Figure 7. T1R3 depletion induces autophagy.

(A) H9C2 cells in complete growth medium or in KRBH were permeabilized and LC3 was detected by immunofluorescence. (C) H9C2 cells transfected with either control non target siRNA1 or T1R3 siRNA1 were incubated in complete growth medium and LC3 was detected as above. (B and D) LC3 punctae in Z-stack images from (A and C, respectively) were quantitated as described in Extended Experimental Procedures and are the mean +/− SEM of LC3 punctae/cell. (E) Lysates of H9C2 cells that had been transfected with the indicated siRNA were incubated in KRBH for 2 hrs before lysis.
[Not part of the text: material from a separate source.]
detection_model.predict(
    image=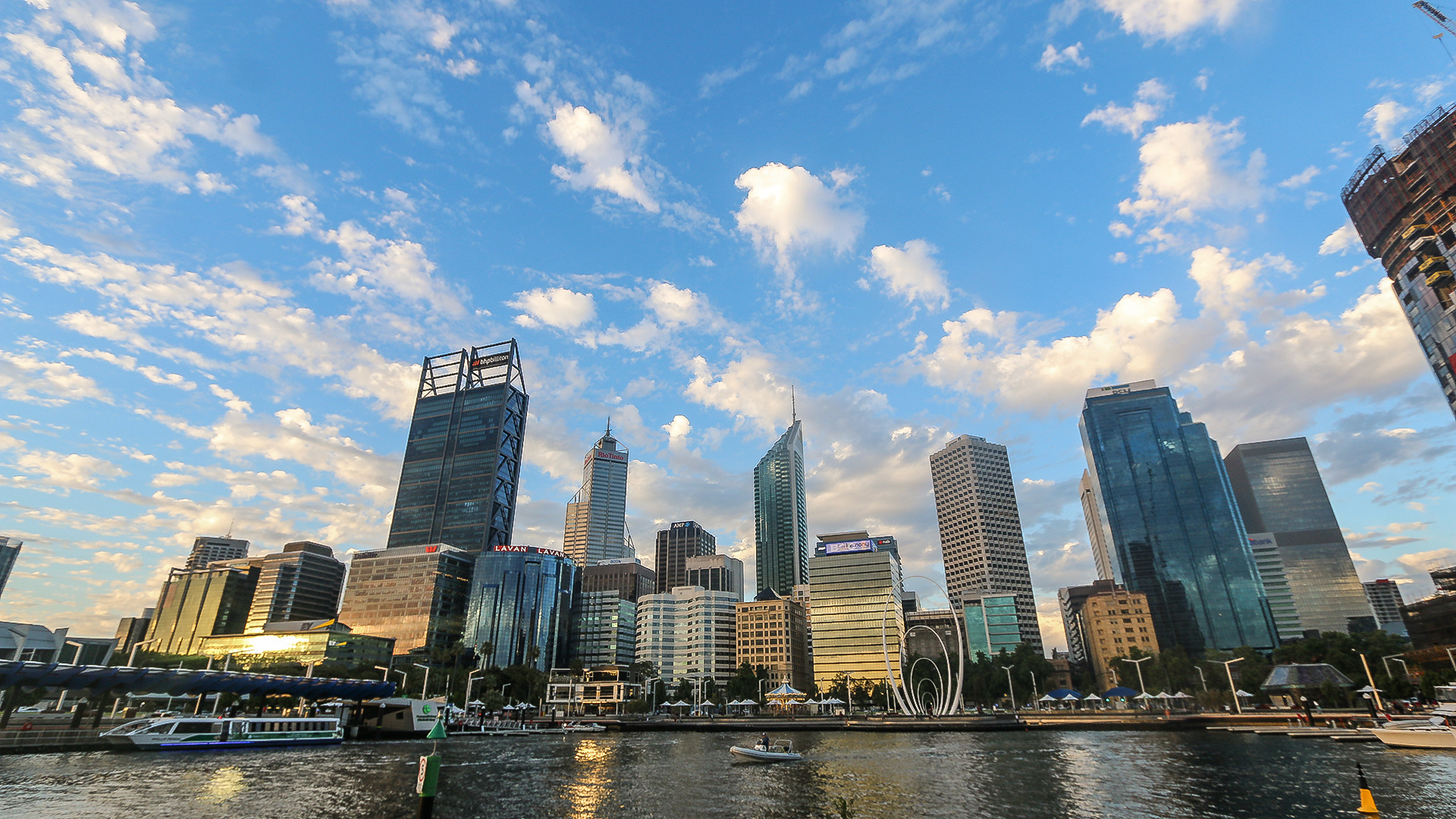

Lysates were immunoblotted to detect the indicated proteins. (F) Quantitation of immunoblots is graphed as ratios of the means +/− SEM of LC3-II/GAPDH of a total of 4 samples from three independent experiments. (G) H9C2 cells were transfected with the indicated siRNA and cultured in complete growth medium before harvest. (H) Quantitation was as in (F) and is graphed as the ratio +/− SEM of the amounts of indicated proteins divided by the amount of S6. (I) C57BL/6 wild-type or T1R3 knockout mice were fasted for 12 hrs before sacrifice. The indicated proteins were immunoblotted. (J) Model. Amino acids are sensed directly via T1R1/T1R3. PLCβ is then activated and calcium influx increases, activating ERK1/2 and Rsk. These kinases aid in activation of mTORC1 by phosphorylating Raptor and TSC2. Growth factors feed into this pathway at multiple levels. T1R1/T1R3 may also positively regulate mTORC1 by affecting the localization of Rag proteins.